Among radiographic features used in screening IPF patients, chest x-ray (CXR) can be mentioned, which the diagnosis and clinical manifestations may show bilateral interstitial opacities with the possibility of occurrence in peripheral and lower lung zones. This demonstration may not be visible in 2 to 10% of patients [1, 11, 22]. Also, HRCT is very important and crucial due to the high sensitivity and specificity which can differentiate IPF from other ILDs [1, 23, 24]. According to the ATS / ERS / JRS / ALAT 2011 protocol, the HRCT is the essential test for diagnosing IPF. Reticular opacities (mostly associated with bronchiectasis), honeycombing manifested (typically with 3–10 mm, occasionally large, and usually sub-pleural with well-defined walls), ground-glass opacities (more common, but less than reticulation) and distribution, particularly is in the basal and peripheral and often scattered areas that can be the diagnosis and clinical manifestations in the HRCT test of patients with IPF[1]. Also, forced vital capacity (FVC) ≥50%, diffusing capacity for carbon monoxide (DLCO) ≥ 30% and 6-minute walk test (6MWT) distance≥ 150 meters in the spirometry test represent the mild-to-moderate level of IPF disease [25–28]. Likewise, in laboratory testing issued for screening patients with ILDs, including IPF, the Krebs von den Lungen 6 (KL-6) biomarker is referred, which is not widely used[29, 30]. Since the diagnosis of IPF involves clinical, radiological and histopathological findings, the multi-diagnostic test increases the accuracy[31].

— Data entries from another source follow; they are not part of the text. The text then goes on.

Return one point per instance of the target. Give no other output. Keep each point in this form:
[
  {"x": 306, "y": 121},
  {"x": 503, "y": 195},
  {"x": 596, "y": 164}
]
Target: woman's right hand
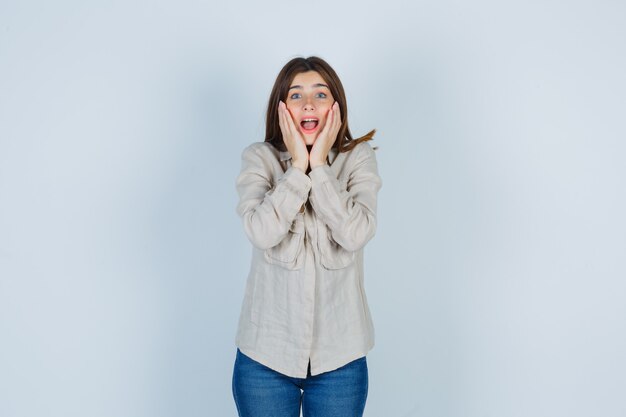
[{"x": 293, "y": 139}]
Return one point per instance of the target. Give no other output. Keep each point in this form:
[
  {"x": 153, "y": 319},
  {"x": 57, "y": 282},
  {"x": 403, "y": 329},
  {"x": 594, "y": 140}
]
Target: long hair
[{"x": 273, "y": 134}]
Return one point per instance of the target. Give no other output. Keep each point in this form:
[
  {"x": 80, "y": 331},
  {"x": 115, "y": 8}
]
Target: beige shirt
[{"x": 304, "y": 297}]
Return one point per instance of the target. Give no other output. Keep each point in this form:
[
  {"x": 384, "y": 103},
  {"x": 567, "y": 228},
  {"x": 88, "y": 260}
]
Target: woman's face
[{"x": 308, "y": 101}]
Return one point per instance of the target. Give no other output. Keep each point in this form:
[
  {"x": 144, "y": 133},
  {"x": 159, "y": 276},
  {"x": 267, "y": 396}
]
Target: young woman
[{"x": 307, "y": 197}]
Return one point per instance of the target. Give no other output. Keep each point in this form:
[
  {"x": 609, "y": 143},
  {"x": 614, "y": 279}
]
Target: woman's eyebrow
[{"x": 314, "y": 86}]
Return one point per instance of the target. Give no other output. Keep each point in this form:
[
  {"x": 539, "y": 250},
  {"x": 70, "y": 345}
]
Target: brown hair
[{"x": 285, "y": 77}]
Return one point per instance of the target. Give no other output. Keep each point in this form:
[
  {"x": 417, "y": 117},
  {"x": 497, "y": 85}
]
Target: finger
[
  {"x": 281, "y": 117},
  {"x": 290, "y": 122},
  {"x": 329, "y": 121}
]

Among, lung cancer(LC)[32], pulmonary hypertension (PH)[33], obstructive sleep apnea syndrome[34], gastroesophageal reflux[35], coronary heart disease[1], pulmonic component of the second heart sound, right ventricular lift and tricuspid regurgitation[36, 37] can be mentioned as the comorbidities and common complications in patients with IPF. And, despite numerous conducted studies their correlation and cause have not been explicitly and directly specified[38].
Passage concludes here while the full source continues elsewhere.